Is there an association between being “good” and goal kick selection? The composition of teams in the “most likely to play short/long” lists above suggests that teams that are good typically play shorter from goal kicks. Let’s compare Launch Percentage and Goal Difference for all of the teams.
## [1] -0.5458909
Graphically, there does appear to be a weak, negative correlation between Launch Percentage and Goal Difference, meaning that in general, teams that win are more likely to play more of their goal kicks short. Mathematically, the observed correlation coefficient is -0.546, which, in English, has the same meaning as the preceding statement.
But how do teams use the ball when they have it? We will examine number of passes vs non-penalty expected goals.
We can actually see a fairly strong and positive correlation between passes attempted and xG generated.
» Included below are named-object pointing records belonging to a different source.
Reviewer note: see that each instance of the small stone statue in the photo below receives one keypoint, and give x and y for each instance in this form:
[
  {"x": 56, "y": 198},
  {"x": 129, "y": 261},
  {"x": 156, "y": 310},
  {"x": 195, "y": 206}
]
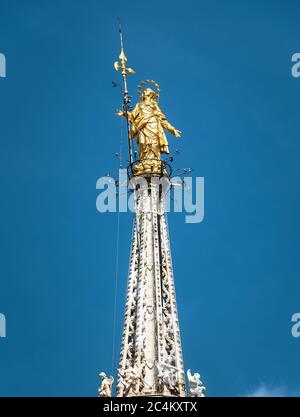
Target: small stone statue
[
  {"x": 196, "y": 387},
  {"x": 167, "y": 378},
  {"x": 105, "y": 389}
]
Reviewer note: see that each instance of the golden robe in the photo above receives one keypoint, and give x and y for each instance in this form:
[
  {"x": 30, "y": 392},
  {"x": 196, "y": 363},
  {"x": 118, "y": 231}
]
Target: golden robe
[{"x": 147, "y": 125}]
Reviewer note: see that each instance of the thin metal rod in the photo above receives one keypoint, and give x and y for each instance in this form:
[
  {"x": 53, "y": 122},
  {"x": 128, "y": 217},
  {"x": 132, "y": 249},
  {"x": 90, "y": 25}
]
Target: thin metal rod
[{"x": 126, "y": 100}]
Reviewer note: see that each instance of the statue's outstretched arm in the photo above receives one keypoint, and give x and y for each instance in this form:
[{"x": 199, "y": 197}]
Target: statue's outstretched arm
[{"x": 167, "y": 126}]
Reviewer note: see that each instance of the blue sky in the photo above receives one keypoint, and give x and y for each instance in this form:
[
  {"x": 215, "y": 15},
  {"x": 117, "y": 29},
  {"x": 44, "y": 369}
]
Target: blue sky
[{"x": 225, "y": 74}]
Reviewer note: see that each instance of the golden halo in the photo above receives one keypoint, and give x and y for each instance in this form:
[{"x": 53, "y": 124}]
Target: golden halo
[{"x": 142, "y": 84}]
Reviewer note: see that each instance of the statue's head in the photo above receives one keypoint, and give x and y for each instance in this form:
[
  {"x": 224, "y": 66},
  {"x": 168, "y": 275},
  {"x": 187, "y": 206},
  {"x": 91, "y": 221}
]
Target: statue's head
[{"x": 148, "y": 93}]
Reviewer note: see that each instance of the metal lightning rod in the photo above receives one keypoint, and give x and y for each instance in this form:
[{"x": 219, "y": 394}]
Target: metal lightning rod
[{"x": 126, "y": 98}]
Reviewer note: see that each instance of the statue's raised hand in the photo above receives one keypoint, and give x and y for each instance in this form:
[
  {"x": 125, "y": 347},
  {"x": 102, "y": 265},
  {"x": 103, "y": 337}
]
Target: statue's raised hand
[{"x": 177, "y": 133}]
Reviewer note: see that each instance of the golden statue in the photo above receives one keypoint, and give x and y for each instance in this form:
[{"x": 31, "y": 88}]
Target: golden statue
[
  {"x": 147, "y": 125},
  {"x": 146, "y": 122}
]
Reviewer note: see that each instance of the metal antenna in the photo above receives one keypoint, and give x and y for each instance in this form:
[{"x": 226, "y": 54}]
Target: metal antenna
[{"x": 126, "y": 97}]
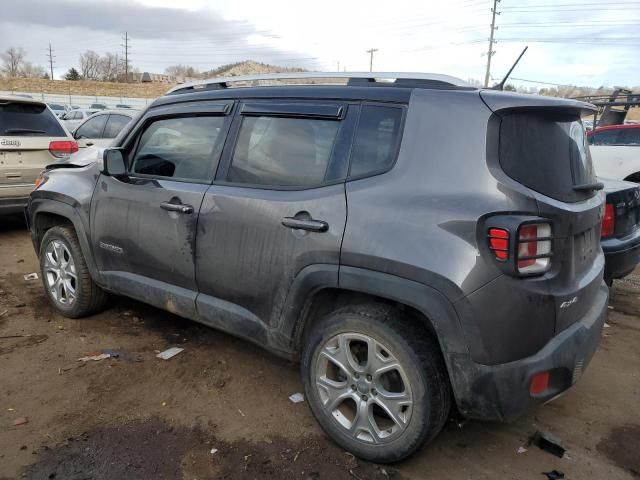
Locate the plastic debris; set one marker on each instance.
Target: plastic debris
(169, 353)
(297, 398)
(20, 421)
(547, 442)
(554, 475)
(96, 357)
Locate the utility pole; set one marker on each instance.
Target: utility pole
(51, 57)
(490, 52)
(371, 51)
(126, 57)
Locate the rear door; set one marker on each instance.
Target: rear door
(26, 129)
(144, 223)
(278, 205)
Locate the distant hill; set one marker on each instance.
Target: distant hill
(247, 67)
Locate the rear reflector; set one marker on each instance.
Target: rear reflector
(608, 221)
(499, 243)
(539, 383)
(534, 248)
(62, 148)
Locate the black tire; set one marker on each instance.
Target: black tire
(90, 298)
(418, 353)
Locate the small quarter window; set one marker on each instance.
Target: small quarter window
(377, 140)
(283, 151)
(180, 147)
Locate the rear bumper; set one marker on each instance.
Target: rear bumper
(621, 255)
(12, 205)
(501, 392)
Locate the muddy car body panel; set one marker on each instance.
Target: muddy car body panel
(413, 225)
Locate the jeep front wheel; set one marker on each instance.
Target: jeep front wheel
(376, 382)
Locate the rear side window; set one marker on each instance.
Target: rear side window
(115, 124)
(280, 151)
(28, 119)
(629, 136)
(547, 153)
(377, 140)
(605, 137)
(92, 128)
(180, 147)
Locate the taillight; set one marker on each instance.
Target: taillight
(499, 243)
(62, 148)
(533, 248)
(608, 221)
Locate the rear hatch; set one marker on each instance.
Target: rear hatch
(26, 131)
(543, 146)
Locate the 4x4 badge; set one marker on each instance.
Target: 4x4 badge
(111, 248)
(568, 303)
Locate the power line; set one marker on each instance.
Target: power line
(51, 57)
(126, 56)
(491, 51)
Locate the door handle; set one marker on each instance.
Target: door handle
(305, 224)
(176, 207)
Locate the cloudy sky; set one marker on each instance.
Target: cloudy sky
(583, 42)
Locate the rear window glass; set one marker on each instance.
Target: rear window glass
(28, 119)
(547, 153)
(376, 141)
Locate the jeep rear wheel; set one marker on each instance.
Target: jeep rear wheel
(375, 382)
(65, 275)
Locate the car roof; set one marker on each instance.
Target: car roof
(17, 98)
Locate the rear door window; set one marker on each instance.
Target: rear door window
(180, 147)
(28, 119)
(115, 124)
(377, 140)
(605, 137)
(277, 151)
(92, 128)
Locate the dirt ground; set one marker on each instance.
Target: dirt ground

There are a few efficient teams like Mainz, Union Berlin, and Udinese who attempt few passes while still generating an above average amount of xG, and a few teams like Brighton, Clermont, Celta Vigo, and Sevilla who generated little xG despite passing a lot. The vast majority of teams, however, either pass more than average while generating more xG than average, or are the opposite.
But how do teams pass the ball? Are they actually progressing the ball up the field, or are they getting pinned in their own end?
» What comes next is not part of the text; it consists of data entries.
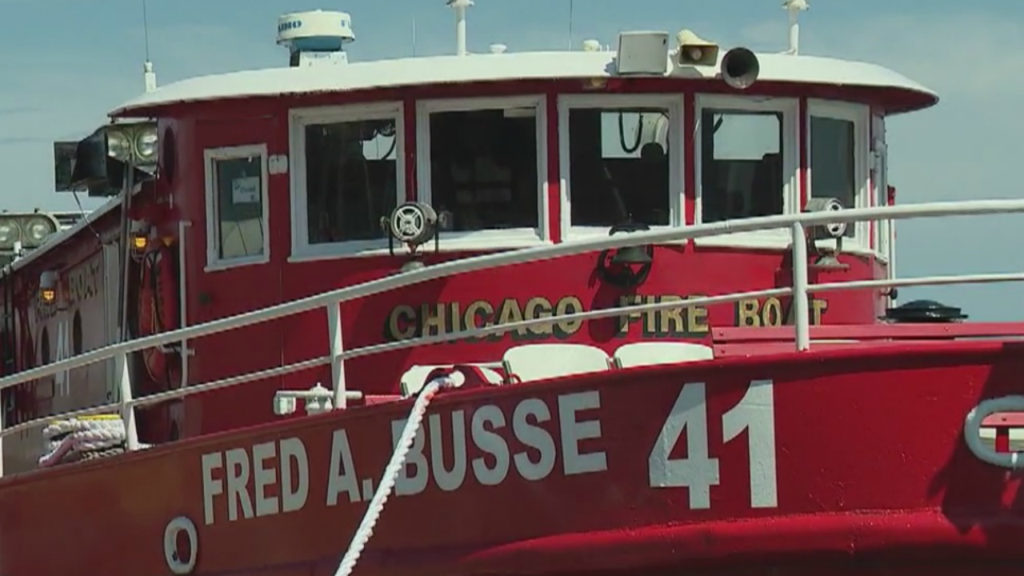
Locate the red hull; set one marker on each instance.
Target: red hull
(869, 469)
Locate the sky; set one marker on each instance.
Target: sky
(64, 64)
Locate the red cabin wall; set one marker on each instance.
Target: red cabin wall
(678, 272)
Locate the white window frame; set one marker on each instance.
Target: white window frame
(486, 239)
(790, 108)
(213, 261)
(878, 166)
(298, 120)
(859, 115)
(674, 104)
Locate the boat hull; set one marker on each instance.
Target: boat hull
(836, 456)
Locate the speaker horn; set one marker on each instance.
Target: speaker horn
(694, 50)
(740, 68)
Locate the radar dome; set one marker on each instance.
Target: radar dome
(315, 36)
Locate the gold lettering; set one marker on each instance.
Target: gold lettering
(432, 319)
(696, 318)
(818, 309)
(401, 323)
(650, 317)
(539, 307)
(478, 315)
(510, 313)
(771, 313)
(567, 327)
(747, 313)
(455, 316)
(671, 321)
(626, 320)
(479, 312)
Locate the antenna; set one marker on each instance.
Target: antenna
(795, 7)
(570, 25)
(460, 24)
(148, 76)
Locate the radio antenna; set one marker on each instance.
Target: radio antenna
(148, 76)
(570, 25)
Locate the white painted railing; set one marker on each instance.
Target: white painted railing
(797, 223)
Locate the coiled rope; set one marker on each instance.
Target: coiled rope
(366, 529)
(82, 438)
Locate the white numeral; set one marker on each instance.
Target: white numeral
(697, 471)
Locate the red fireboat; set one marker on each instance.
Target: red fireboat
(597, 312)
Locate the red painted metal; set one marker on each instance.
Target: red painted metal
(857, 490)
(899, 495)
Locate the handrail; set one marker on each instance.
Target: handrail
(331, 299)
(476, 263)
(481, 331)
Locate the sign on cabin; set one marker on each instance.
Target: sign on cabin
(406, 322)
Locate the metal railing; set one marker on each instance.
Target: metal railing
(331, 300)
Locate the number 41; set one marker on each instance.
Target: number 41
(756, 413)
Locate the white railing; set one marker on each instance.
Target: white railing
(331, 300)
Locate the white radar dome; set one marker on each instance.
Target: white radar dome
(315, 35)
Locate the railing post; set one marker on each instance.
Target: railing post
(1, 428)
(337, 363)
(127, 409)
(800, 302)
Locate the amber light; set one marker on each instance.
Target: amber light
(48, 286)
(139, 236)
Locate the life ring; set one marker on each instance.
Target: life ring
(158, 312)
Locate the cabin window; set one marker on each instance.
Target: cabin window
(237, 206)
(619, 161)
(482, 167)
(348, 173)
(747, 159)
(838, 156)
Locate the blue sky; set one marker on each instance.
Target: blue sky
(65, 63)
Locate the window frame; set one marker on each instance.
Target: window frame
(859, 115)
(790, 109)
(672, 101)
(298, 120)
(486, 239)
(211, 155)
(879, 196)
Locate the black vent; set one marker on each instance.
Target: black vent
(924, 312)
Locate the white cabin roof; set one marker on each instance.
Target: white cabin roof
(491, 68)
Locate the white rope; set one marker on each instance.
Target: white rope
(69, 437)
(366, 529)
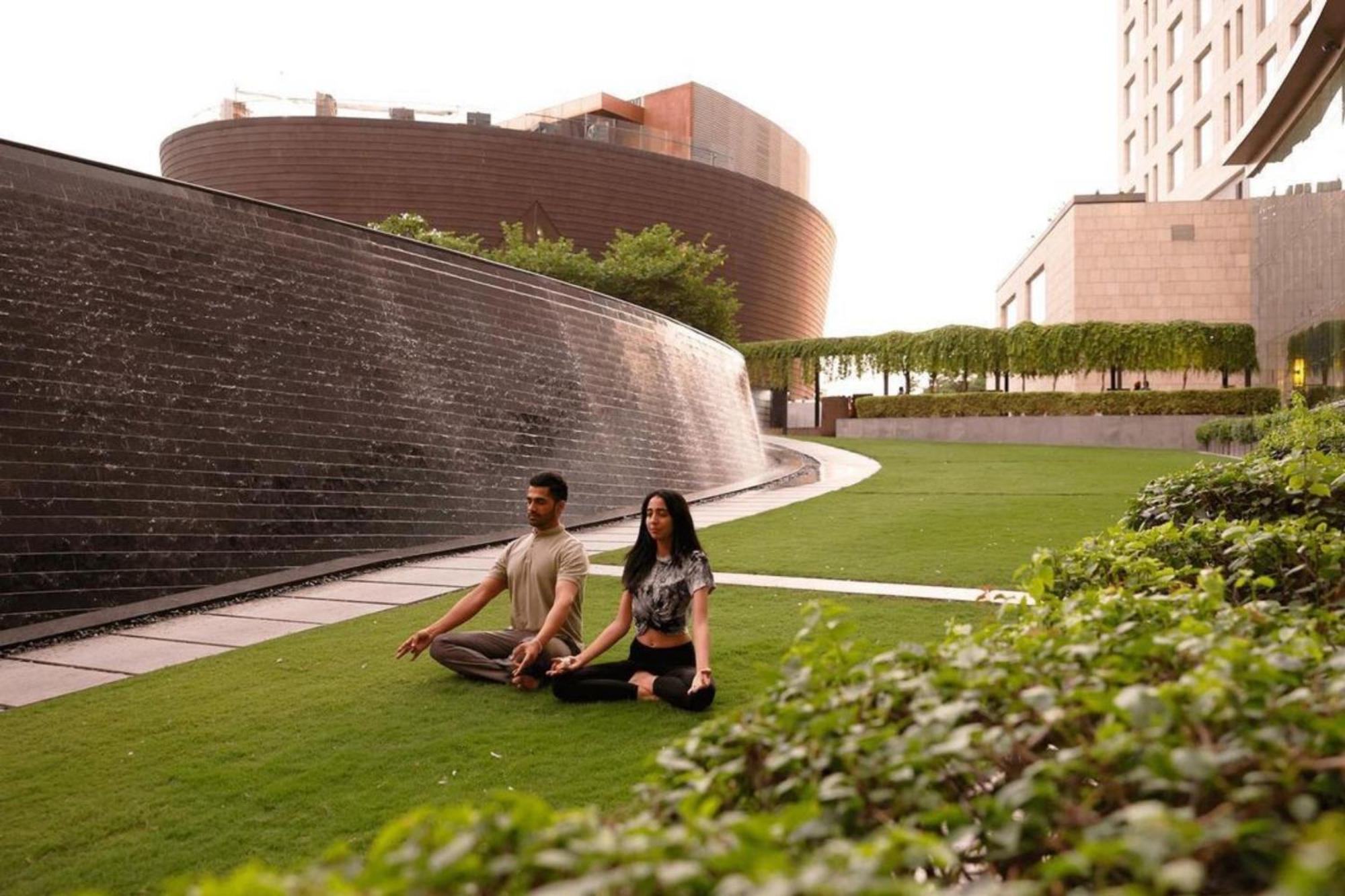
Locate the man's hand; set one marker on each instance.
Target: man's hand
(525, 654)
(415, 645)
(562, 666)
This actually appears to have an even stronger correlation than the last plot. Teams who pass the ball a lot also have more forward passing distance. Arsenal was really the only especially ponderous team last season. What if we look at progressive distance over total distance instead?
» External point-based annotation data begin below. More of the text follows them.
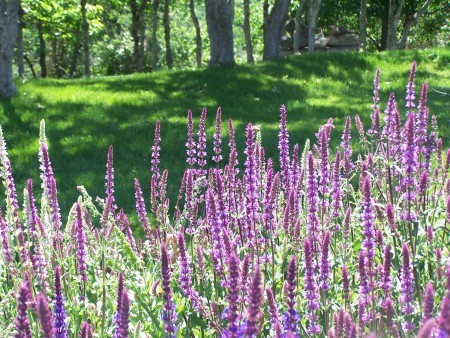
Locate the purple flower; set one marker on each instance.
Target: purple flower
(283, 146)
(109, 178)
(410, 93)
(86, 331)
(325, 263)
(312, 220)
(234, 286)
(123, 320)
(386, 278)
(190, 144)
(428, 301)
(168, 315)
(347, 148)
(345, 284)
(201, 145)
(81, 246)
(4, 237)
(59, 312)
(45, 316)
(118, 314)
(407, 288)
(22, 322)
(254, 305)
(291, 317)
(217, 137)
(155, 150)
(252, 206)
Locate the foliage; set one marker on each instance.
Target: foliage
(344, 238)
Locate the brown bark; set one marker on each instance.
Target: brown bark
(410, 22)
(9, 10)
(273, 29)
(298, 16)
(42, 50)
(363, 23)
(166, 22)
(138, 32)
(154, 36)
(314, 8)
(85, 29)
(247, 32)
(220, 32)
(198, 36)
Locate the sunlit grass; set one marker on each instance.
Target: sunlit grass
(84, 117)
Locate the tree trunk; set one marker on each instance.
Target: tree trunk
(166, 22)
(138, 33)
(314, 9)
(220, 32)
(411, 22)
(9, 10)
(42, 50)
(298, 17)
(273, 29)
(75, 55)
(20, 58)
(154, 36)
(393, 20)
(85, 29)
(363, 24)
(198, 36)
(247, 34)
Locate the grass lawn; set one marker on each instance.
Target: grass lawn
(83, 117)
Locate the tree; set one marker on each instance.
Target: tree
(248, 38)
(198, 35)
(85, 29)
(9, 11)
(138, 32)
(273, 29)
(154, 36)
(166, 23)
(220, 32)
(314, 8)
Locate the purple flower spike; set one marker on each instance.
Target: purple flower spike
(407, 288)
(45, 316)
(254, 307)
(428, 301)
(59, 312)
(190, 144)
(325, 263)
(291, 317)
(201, 145)
(252, 207)
(169, 314)
(155, 150)
(218, 137)
(283, 146)
(109, 178)
(122, 327)
(22, 322)
(410, 93)
(81, 245)
(86, 331)
(118, 315)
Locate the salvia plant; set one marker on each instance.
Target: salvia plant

Once again, we have a clear correlation. Teams who pass the ball more tend to have more total passing distance compared to progressive distance. Remember, teams who pass more also tend to have higher total progressive distance, despite their ratio of progressive to total distance being lower. This suggests that these teams have more dramatic increases in total passing distance (Which includes sideways and backward distance), which could mean that these teams are able to use these types of passes strategically in order to progress the ball further up the field.
What about defensive styles? Where and how often do teams press? Let’s start with “How often?” as well as “How successful?” We will simply look at pressures attempted vs success rate.
This appears somewhat surprising. Many teams who are known for pressing (Manchester City, Liverpool, Bayern Munich), no not appear to be frequent pressers. However, all three of these teams typically have the ball for a large portion of the game, so they don’t have as many opportunities to accumulate pressures. So we may need to adjust for time in possession.
This is a more intuitive and expected result. Teams like Bayern and Liverpool appear as both good and frequent pressers, and there is a correlation between frequency and success rate of pressures. A few teams, like PSG, Leicester, and Rennes are frequent but ineffective pressers, while Udinese and Union Berlin are infrequent but effective with their pressing. Are there stylistic differences between leagues here?
This appears to suggest that German teams press frequently and successfully compared to teams in other leagues.
These boxplots support the finding from above, where German teams appear to press more often and with more success than other teams. English and Spanish teams also seem relatively reluctant and ineffective with their pressing.